I think the Typhoons are not any harder to find than any other Schwinn from that era but you know how it is when you are looking for something.  I passed on a nice black one a few months back that I still regret not buying. It was earlier than yours however and had the white painted wheels. I'll keep an eye out for you for any I see.


----------



## Papajon (Jan 12, 2012)

*paperroute bike*

Thanks SBB


----------



## Lester65Rodriguez (Jan 13, 2012)

Long before the newspaper industry went into decline, the newspaper delivery boy disappeared, and that is a shame.

Thanks,
men's support socks


----------



## ffjmoore (Jan 16, 2012)

My father in  law was a paper boy in the 60's and i was a paper boy in the 90's. I found his old Columbia newsboy special in his moms shed so i am restoring it for a surprise on his birthday. I still have my old paper boy bags and we we both delivered for the same company. should be pretty cool when its done. i hope he likes it.


----------



## xochi0603 (Jan 17, 2012)

*are you still looking for an all original '66 black heavy duti??   I have one*

Hello, are you still looking for a black heavy duti ?? I have an one. It's all original & in super nice shape. Let me know & I'll send pics & price.  Thanks Bob   bobvandale@comcast.net


----------



## Papajon (Jan 17, 2012)

*paper route bike*

Sure- post pics-everyone on this thread would like to see all the bikes we can.


----------



## PCHiggin (Jan 18, 2012)

*Heavy Duty.....*

The RedBand 2 speed was offered into very late 1964.The YellowBand was available January 1965,so I'm thinking you had an early 1960's Heavy Duty American middleweight or Wasp ballooner.Both came with painted fenders and were available with a 2 speed,actually  any 24" or 26" coaster brake bike was available with a 2 speed rear hub.


----------



## Papajon (Jan 18, 2012)

*paper route bike*

thanks PC-helpful info. I'm new at this - can you explain "wasp" to me?


----------



## PCHiggin (Jan 19, 2012)

Papajon said:


> thanks PC-helpful info. I'm new at this - can you explain "wasp" to me?
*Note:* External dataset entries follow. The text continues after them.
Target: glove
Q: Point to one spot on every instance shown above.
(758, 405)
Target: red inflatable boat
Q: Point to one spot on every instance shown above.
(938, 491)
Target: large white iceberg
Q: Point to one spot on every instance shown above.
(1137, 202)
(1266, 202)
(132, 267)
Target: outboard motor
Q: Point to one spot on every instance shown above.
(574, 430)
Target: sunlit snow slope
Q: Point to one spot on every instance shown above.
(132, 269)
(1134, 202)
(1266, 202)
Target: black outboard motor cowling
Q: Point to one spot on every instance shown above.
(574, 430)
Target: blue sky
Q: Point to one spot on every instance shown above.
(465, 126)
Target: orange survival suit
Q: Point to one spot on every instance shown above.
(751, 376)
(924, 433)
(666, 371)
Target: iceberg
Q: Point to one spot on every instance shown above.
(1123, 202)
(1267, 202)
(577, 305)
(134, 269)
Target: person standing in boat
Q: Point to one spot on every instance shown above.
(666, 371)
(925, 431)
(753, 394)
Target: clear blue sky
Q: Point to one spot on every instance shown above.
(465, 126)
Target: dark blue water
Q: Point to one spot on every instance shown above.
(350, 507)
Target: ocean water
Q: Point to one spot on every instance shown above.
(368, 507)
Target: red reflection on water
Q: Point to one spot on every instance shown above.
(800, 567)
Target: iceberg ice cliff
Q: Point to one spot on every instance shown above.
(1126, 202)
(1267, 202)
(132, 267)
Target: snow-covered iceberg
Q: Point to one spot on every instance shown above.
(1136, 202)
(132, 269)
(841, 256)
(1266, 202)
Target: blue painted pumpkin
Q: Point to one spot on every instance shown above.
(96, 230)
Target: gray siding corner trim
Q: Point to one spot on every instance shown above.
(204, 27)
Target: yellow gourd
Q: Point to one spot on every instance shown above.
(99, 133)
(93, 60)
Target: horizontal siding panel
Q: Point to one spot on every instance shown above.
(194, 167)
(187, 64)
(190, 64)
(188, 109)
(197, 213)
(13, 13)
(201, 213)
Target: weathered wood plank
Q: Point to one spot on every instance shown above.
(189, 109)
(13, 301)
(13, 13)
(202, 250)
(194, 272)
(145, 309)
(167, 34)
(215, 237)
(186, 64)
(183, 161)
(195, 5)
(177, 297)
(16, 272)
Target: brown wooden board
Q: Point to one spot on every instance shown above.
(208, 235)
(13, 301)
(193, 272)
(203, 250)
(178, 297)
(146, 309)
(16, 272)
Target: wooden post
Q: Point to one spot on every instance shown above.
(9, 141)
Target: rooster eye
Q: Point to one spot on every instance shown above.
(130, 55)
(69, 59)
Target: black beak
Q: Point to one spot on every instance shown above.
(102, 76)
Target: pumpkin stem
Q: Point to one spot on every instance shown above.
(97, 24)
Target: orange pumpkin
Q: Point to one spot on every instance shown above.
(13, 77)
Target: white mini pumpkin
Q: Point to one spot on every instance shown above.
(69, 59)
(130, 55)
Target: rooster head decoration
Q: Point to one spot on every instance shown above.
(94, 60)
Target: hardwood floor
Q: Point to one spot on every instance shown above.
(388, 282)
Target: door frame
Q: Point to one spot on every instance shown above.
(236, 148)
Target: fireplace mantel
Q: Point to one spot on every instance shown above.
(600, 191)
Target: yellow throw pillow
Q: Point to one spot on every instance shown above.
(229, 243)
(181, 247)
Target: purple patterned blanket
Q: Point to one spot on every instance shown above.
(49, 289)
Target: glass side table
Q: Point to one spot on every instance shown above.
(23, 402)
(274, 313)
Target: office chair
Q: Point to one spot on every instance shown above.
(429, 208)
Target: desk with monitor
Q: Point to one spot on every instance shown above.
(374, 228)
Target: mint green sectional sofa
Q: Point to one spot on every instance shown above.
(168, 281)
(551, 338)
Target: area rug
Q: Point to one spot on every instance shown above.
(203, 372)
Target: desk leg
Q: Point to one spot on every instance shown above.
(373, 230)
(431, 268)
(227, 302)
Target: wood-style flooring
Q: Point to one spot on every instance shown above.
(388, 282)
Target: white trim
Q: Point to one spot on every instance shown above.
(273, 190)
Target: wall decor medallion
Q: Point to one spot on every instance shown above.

The Schwinn Wasp is a balloon tire bike,2.125" tires.I think they were made from around 1958 to 1964.Heres a link to a 1962 catalog......
http://www.trfindley.com/flschwinn_1961_1970/1962dlr_Wasp.html


----------



## xochi0603 (Jan 20, 2012)

*Pics coming sunday*

Hello, I be home sunday & take/post pics of the '66 Heavy Duti then. Thanks ps It's a single spped coaster not a 2 speed


----------



## xochi0603 (Jan 22, 2012)

*All original '66 schwinn black heavy duti*

Here's are few pics of my '66 Schwinn Heavy Duti complete with working miller generator


----------



## REC (Jan 22, 2012)

*One word...*

Spiffy! 
Looks REALLY good.

REC


----------



## Papajon (Jan 22, 2012)

*paper route bike*

Thats as close as I can recall to the one- final answer-except for the bendix 2 speed and no light or generator.


----------